Hacker News new | ask | show | jobs
by j1elo 1468 days ago
TypeScript is nice because its null type is explicit. So if a type claims to be bool, it is really bool (either true or false, nothing else).

For a nullable variable of type T (including boolean), the type must be explicit about it:

    let choice: T | null;
Another nice alternative is an Option type, like Rust has. I think it would be something like Option<bool>.

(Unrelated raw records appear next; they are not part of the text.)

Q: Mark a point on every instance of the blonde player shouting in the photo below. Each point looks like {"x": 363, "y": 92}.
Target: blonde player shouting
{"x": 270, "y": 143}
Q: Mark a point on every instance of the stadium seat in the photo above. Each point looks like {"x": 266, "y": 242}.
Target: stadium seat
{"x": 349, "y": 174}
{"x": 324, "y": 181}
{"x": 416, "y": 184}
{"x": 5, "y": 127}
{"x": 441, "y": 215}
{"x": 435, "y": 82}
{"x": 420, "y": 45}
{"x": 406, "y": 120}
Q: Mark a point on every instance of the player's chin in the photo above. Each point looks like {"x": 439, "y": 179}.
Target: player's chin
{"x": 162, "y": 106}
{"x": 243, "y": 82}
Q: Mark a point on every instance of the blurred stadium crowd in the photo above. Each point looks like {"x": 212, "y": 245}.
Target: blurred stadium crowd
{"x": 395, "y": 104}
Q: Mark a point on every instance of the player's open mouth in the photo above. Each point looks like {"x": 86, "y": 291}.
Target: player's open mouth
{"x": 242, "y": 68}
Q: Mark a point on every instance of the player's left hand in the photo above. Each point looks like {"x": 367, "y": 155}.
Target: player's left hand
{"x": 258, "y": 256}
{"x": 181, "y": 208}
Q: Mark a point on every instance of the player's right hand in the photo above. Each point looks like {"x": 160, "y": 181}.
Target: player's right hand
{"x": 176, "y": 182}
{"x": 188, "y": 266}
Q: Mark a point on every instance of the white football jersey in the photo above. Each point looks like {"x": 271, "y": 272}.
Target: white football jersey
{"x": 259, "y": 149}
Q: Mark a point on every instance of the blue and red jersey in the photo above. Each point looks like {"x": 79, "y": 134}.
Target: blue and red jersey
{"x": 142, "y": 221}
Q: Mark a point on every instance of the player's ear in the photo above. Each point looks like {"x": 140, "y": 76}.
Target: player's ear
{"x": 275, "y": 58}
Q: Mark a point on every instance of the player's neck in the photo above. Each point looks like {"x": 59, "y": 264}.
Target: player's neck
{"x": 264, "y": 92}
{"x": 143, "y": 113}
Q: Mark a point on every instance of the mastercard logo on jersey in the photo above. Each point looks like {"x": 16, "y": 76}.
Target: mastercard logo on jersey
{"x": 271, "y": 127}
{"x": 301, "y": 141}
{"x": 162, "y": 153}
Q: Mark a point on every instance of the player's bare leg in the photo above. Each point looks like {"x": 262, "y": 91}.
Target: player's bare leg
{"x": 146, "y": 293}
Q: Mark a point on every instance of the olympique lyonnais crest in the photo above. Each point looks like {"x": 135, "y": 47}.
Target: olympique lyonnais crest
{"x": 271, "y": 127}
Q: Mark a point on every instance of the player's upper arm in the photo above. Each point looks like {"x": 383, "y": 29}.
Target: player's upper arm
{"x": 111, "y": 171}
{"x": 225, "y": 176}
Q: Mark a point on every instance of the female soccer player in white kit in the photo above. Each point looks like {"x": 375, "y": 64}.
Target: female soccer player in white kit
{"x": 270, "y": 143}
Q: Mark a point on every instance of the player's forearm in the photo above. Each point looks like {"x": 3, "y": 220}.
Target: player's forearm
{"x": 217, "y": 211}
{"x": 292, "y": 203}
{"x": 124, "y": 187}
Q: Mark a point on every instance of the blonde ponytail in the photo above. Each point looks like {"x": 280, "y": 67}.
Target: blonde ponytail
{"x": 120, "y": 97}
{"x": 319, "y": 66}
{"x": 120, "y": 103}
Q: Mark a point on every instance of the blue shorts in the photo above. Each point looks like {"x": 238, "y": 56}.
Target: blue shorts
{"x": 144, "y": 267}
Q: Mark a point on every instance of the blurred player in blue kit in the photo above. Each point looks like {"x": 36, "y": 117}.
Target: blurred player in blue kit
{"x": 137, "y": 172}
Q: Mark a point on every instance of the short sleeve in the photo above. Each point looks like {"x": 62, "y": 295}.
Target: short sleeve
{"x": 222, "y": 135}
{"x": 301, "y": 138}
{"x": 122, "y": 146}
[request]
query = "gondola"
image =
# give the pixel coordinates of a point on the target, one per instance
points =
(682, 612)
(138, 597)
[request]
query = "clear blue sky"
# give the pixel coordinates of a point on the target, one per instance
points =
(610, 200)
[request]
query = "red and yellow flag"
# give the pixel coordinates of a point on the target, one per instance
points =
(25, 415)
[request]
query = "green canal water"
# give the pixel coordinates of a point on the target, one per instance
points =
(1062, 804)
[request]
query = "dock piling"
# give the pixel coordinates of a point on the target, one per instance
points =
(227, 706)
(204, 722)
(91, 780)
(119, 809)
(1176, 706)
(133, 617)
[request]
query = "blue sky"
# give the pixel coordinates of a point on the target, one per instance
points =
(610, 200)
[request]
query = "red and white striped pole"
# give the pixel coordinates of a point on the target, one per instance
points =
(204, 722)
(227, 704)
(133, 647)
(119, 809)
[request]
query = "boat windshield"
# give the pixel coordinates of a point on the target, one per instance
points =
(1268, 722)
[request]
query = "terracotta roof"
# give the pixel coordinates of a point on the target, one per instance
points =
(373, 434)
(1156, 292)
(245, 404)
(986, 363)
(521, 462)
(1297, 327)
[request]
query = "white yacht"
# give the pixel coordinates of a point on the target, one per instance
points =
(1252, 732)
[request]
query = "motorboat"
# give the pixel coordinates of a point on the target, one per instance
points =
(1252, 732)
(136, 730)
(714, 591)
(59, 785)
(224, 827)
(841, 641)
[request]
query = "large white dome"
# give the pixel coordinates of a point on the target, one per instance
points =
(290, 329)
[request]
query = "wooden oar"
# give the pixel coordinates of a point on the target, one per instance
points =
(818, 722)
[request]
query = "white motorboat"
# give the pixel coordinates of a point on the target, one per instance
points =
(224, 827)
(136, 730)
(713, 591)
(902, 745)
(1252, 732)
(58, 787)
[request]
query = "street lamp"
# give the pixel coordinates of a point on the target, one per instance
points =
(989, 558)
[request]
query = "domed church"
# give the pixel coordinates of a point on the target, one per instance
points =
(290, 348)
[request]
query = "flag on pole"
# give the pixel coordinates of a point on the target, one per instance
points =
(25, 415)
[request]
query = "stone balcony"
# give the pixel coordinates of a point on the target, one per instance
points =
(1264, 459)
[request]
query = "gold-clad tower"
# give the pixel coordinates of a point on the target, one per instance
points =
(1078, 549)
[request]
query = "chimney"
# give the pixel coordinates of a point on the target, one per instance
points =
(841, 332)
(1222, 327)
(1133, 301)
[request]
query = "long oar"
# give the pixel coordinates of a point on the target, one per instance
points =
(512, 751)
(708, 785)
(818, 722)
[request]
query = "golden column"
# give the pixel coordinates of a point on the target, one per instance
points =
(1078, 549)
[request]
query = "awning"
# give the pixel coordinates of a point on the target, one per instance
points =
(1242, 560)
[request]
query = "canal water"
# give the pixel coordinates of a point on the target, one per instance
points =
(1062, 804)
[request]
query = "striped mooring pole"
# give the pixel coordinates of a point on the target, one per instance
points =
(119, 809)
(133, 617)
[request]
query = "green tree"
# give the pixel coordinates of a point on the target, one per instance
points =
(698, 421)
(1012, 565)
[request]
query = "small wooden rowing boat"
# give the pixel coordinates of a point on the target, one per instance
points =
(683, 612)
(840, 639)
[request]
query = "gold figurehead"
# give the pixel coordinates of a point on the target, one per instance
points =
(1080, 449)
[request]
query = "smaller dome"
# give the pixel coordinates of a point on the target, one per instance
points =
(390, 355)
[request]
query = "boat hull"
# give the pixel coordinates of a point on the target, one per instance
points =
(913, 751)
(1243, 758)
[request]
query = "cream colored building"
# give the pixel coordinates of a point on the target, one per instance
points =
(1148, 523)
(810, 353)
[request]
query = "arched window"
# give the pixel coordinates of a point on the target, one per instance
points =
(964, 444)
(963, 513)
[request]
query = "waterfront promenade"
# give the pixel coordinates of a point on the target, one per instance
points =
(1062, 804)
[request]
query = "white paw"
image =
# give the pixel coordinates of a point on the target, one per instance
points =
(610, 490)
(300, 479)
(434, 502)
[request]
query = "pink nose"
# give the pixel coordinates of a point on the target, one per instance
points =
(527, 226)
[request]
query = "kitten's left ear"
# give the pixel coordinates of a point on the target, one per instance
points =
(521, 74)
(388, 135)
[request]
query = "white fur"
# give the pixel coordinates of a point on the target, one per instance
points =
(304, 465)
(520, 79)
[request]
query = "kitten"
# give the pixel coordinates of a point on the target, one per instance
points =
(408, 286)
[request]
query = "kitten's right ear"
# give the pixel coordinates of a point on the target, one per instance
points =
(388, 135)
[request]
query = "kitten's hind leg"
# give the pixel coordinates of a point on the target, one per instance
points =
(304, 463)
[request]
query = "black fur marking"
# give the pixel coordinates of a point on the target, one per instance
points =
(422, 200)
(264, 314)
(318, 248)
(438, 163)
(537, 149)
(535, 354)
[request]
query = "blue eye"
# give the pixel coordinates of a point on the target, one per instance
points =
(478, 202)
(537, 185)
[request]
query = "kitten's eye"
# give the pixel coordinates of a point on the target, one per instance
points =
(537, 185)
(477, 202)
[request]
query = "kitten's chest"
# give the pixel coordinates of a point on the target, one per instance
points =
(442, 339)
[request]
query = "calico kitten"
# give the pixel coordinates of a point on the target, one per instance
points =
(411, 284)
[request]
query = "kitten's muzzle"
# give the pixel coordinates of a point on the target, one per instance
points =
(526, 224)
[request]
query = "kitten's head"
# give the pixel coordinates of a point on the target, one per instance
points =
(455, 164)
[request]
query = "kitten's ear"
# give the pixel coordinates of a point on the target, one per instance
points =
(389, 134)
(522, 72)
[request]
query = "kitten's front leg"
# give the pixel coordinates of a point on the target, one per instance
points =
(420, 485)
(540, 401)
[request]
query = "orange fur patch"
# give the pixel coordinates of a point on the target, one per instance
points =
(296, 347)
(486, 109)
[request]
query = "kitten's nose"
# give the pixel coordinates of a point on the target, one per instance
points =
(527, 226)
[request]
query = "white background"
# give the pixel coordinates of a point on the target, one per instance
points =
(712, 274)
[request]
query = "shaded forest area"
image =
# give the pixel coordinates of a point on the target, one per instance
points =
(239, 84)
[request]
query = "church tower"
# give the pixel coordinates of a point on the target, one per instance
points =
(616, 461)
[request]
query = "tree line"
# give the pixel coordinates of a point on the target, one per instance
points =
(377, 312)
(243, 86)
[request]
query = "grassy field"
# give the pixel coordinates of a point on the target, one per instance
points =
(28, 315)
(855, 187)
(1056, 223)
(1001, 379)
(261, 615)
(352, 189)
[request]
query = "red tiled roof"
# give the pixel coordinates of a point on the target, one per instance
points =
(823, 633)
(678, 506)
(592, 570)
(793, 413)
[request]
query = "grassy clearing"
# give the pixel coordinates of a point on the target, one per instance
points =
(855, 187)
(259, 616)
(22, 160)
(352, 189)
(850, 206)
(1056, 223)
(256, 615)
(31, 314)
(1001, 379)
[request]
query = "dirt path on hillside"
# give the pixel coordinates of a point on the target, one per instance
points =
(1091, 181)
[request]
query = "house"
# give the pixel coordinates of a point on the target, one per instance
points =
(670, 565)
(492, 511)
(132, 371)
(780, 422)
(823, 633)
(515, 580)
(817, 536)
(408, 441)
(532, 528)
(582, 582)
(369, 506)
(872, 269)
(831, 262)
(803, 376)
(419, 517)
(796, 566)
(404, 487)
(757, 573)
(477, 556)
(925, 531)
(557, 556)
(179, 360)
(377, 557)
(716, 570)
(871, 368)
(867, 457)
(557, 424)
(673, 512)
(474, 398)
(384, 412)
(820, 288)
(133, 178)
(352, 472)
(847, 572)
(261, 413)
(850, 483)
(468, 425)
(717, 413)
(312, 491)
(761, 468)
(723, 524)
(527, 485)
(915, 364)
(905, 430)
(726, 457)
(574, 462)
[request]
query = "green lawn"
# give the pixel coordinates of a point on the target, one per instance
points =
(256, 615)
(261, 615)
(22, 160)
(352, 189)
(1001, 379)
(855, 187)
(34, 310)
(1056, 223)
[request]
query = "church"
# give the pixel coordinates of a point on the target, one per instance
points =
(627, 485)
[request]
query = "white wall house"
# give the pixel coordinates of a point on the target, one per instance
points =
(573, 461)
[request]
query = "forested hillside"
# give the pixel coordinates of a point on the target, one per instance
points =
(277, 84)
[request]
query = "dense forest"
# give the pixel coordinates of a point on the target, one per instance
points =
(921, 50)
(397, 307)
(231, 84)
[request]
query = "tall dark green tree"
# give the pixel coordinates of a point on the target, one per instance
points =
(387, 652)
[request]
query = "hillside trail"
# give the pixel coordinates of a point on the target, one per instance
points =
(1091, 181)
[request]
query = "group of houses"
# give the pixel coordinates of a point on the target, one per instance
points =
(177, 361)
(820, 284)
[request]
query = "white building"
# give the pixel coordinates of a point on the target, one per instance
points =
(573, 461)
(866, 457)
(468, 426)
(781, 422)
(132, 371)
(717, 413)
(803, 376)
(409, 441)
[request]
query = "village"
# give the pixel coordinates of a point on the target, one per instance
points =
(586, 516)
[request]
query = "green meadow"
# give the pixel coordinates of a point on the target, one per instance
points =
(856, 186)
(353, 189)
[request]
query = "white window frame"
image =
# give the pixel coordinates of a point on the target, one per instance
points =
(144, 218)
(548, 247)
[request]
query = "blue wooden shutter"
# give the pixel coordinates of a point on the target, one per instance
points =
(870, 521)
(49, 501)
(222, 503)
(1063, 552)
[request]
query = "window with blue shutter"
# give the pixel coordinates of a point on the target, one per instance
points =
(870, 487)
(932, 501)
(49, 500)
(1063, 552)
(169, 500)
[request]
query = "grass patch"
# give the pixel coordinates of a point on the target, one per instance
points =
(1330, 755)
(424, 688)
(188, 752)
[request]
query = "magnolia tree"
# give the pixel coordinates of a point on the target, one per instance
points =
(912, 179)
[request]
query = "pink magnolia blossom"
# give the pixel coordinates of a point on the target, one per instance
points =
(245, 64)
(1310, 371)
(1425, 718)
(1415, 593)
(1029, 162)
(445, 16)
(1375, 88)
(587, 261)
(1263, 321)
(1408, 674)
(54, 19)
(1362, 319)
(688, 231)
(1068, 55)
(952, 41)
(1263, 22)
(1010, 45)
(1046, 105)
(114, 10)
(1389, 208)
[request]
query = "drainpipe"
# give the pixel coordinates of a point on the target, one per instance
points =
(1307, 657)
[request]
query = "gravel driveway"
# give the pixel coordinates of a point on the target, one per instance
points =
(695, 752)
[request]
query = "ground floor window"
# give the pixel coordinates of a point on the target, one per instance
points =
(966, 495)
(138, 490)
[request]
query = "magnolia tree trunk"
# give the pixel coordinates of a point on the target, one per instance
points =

But those (a null, or a None, respectively) would be only choices if internally, at the code level, the Unset case must be handled as some kind of extraordinary scenario. If it was possible for users to make a conscious decision to leave it unset, i.e. if Unset is part of the valid choices offered by the user-facing API, then I'd encode it as a proper possible state, in an enum.

1 comments

And it's terrible because there's both `null` and `undefined` which have largely the same meaning but aren't equal. Depending on what you're interacting with, you may need to use one over the other or coerce. Especially common with developers from other languages who don't even know of the gotcha
I've never found a use for null where undefined wouldn't be simpler to use. Especially with the ?? Operator to set defaults along the way
This is a very curious and fun way to put it:

https://stackoverflow.com/a/57249968

In essence, `undefined` is non-existence. And `null` is existence with a non- (or "invalid", or "unknown") value.

Although using them like that depends on the needs of the application. If "invalid" or "unknown" was an expected user choice, I would still rather encode it as an enum better than a nullable boolean, as mentioned in my comment above.